Aku habis baca My Sister Keeper dan Dark Angel Fanfic 'Difference and the Same'. Dua-duanya mengisahkan tentang persaudaraan dan jalan ceritanya yang desperate abis bikin aku nangis bombay, dan tiba-tiba saja dapet ide nulis FF ini. Maaf kalo ceritanya creepy atau sinetron banget. Aku penasaran apa aku bisa bikin cerita yang angres. Yang kutulis ini one-shot, tapi mungkin bakal kujadikan multi-chap kalau cukup banyak yang suka *hint hint* Tolong di review, ya. Thanks ^_^

FUNERAL

11 November 2008

Aku tidak tahu apakah yang terjadi padaku ini normal atau tidak. Entah kenapa, sejak kecil aku selalu ingin tertawa saat menghadiri upacara pemakaman. Semakin suram suasananya, semakin besar hasratku untuk meledakkan tawa, atau nyengir paling tidak. Waktu kakekku meninggal, aku bahkan sampai harus permisi dari rumah duka dan masuk ke mobil kami di lapangan parkir. Mum mengira aku tidak tahan dan menangis tersedu sendirian, tapi pada kenyataannya, di luar aku terbahak-bahak. Aku sendiri tidak tahu apa yang begitu lucu sampai aku tertawa histeris begitu.

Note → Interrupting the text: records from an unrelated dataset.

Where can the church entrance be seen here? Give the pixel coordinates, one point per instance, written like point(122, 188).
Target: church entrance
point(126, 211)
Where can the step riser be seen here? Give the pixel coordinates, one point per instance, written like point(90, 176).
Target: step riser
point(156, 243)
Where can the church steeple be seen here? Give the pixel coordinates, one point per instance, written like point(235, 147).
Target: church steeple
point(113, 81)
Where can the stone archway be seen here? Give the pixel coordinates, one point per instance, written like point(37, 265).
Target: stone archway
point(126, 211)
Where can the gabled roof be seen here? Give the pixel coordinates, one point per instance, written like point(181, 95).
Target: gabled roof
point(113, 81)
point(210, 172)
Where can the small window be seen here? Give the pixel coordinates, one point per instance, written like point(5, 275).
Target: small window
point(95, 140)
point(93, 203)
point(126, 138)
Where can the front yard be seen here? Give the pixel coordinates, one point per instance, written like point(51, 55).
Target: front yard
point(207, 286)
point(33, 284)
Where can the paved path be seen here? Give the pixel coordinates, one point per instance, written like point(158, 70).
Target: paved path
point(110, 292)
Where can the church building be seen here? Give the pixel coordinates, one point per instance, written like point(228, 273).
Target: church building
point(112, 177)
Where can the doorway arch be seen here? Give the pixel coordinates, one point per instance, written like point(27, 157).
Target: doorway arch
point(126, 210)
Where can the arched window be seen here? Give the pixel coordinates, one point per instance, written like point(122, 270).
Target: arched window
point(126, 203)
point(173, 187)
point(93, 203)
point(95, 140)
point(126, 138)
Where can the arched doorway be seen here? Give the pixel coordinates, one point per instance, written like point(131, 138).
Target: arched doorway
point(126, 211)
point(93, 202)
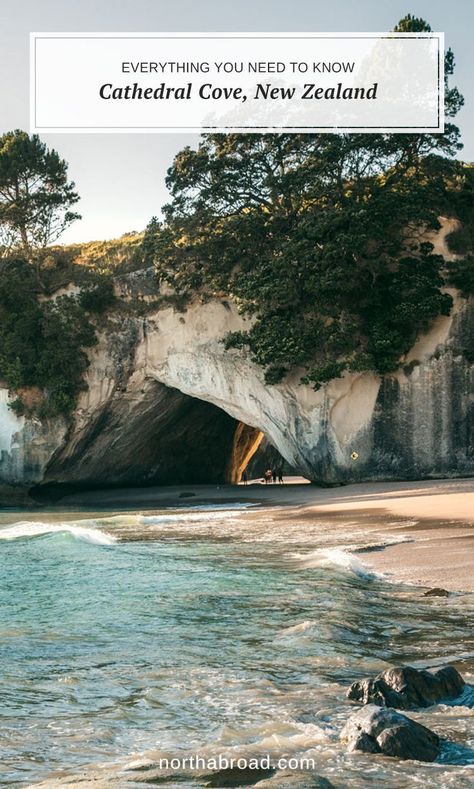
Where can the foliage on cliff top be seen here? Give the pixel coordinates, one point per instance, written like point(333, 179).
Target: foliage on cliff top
point(318, 237)
point(36, 196)
point(43, 342)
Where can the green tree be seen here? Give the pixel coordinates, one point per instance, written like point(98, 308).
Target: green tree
point(317, 237)
point(36, 196)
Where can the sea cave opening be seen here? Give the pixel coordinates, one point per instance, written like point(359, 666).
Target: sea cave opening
point(160, 437)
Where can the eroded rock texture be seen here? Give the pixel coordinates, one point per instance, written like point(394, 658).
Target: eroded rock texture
point(407, 688)
point(376, 730)
point(129, 429)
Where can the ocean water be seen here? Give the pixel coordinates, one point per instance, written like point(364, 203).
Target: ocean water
point(128, 636)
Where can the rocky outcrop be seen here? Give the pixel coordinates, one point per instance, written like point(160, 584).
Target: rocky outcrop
point(376, 730)
point(407, 688)
point(169, 367)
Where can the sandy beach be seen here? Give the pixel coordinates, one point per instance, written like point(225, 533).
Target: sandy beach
point(435, 518)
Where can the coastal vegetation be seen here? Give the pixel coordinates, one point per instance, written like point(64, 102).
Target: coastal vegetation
point(320, 238)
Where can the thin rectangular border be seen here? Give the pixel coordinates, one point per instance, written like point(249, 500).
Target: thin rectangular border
point(236, 129)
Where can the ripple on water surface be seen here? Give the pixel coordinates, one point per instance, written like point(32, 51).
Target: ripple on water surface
point(220, 630)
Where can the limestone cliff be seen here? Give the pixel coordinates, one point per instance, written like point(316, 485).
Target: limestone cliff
point(165, 400)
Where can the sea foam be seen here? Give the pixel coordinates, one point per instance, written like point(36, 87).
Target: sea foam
point(335, 557)
point(28, 529)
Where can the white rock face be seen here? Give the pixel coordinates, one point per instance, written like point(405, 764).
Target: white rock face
point(417, 422)
point(26, 445)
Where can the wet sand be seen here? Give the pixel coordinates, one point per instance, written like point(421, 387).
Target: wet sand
point(435, 517)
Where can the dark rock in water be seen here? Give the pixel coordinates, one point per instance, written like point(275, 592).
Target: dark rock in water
point(376, 730)
point(436, 592)
point(406, 688)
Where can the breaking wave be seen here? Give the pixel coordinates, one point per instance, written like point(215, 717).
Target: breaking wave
point(26, 530)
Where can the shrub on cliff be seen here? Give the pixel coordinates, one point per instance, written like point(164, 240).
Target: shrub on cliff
point(41, 342)
point(36, 196)
point(318, 237)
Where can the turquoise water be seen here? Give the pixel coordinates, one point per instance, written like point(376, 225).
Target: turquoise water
point(172, 632)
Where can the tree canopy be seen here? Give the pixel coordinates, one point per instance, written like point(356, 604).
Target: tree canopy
point(36, 196)
point(319, 237)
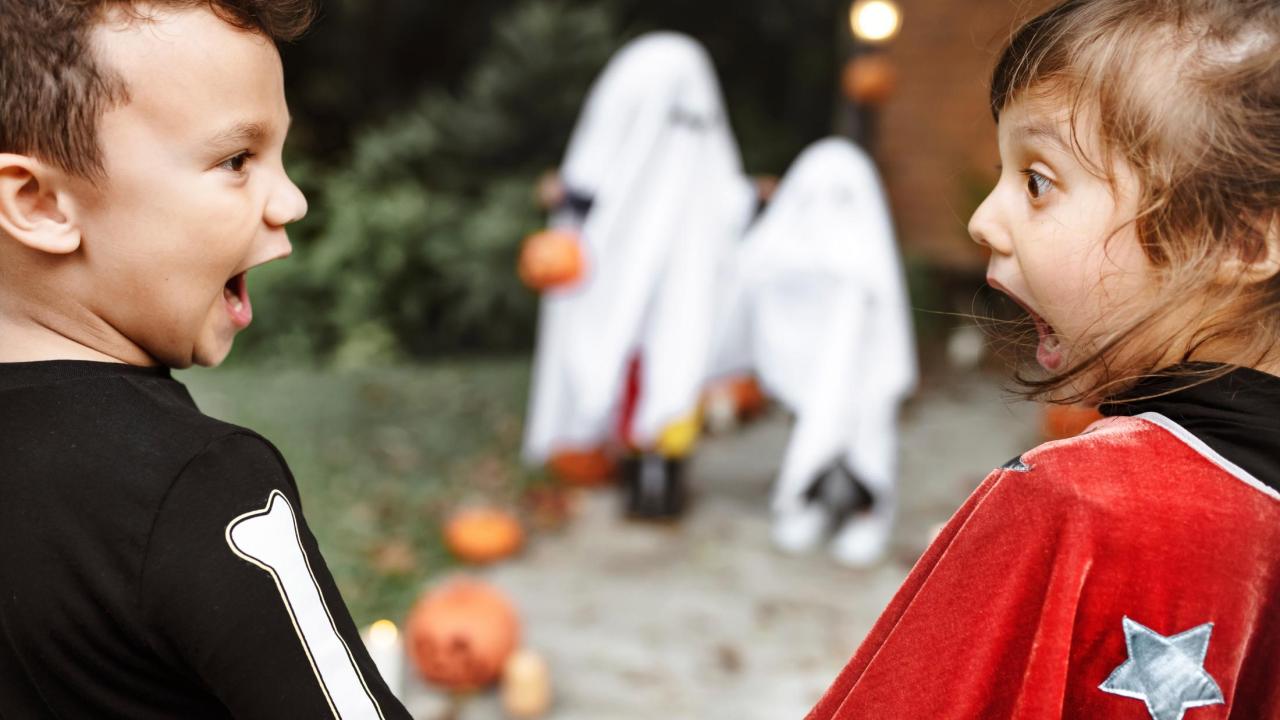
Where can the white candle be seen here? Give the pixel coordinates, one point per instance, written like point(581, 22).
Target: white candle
point(387, 650)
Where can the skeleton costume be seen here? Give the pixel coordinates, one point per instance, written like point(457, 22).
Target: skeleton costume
point(1128, 573)
point(657, 192)
point(819, 310)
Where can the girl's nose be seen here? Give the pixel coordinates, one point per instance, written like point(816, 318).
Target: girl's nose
point(984, 228)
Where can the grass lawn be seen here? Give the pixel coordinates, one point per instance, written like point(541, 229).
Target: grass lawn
point(380, 455)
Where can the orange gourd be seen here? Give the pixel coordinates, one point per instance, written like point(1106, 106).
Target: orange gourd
point(583, 468)
point(868, 80)
point(551, 258)
point(461, 634)
point(483, 534)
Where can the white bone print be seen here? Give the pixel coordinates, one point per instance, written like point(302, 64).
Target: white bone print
point(269, 538)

Aku masih tidak tahu sampai sekarang, ketika aku berdiri di pemakaman, tepat di samping pusara kakekku, susah payah menahan tawa di tengah-tengah prosesi penguburan saudara kembarku.

Semua orang mengenakan pakaian yang sama, pria dan wanita semuanya memakai mantel hitam tebal di tengah angin dingin yang menusuk. Sebagian besar dari mereka keluarga, tapi ada pula beberapa guru dan murid-murid perwakilan sekolah. Aku berdiri diam di antara Mum dan Dad, menyaksikan peti saudaraku perlahan diturunkan ke liang lahat. Sekilas aku melirik Dad, lalu buru-buru mengalihkan pandang dari rahangnya yang terkatup rapat, sebelum kikik tak sopan meluncur dari mulutku. Aku melirik Mum, yang wajahnya nampak seperti boneka lilin meleleh saking seringnya menangis, dan lagi-lagi harus berpaling ke arah lain. Meskipun aku tahu Alec tak akan keberatan jika aku sedikit mencerahkan suasana pemakamannya, aku tidak yakin orang-orang lain akan sependapat denganku.

Memikirkan tentang Alec membuatku lebih geli lagi. Aku teringat tentang sikapnya yang konyol, komentar-komentar bodoh yang biasa diucapkannya, kebiasaannya melemparkan kentang tumbuk yang sudah setengah dikunyah ke langit-langit atas meja makan agar benda itu jatuh tepat pada saat seluruh keluarga berkumpul untuk makan malam. Yang terakhir ini benar-benar membuatku tidak tahan, dan tak sengaja terkekeh pelan. Aku segera menyamarkannya menjadi semacam isak agar tak ketahuan.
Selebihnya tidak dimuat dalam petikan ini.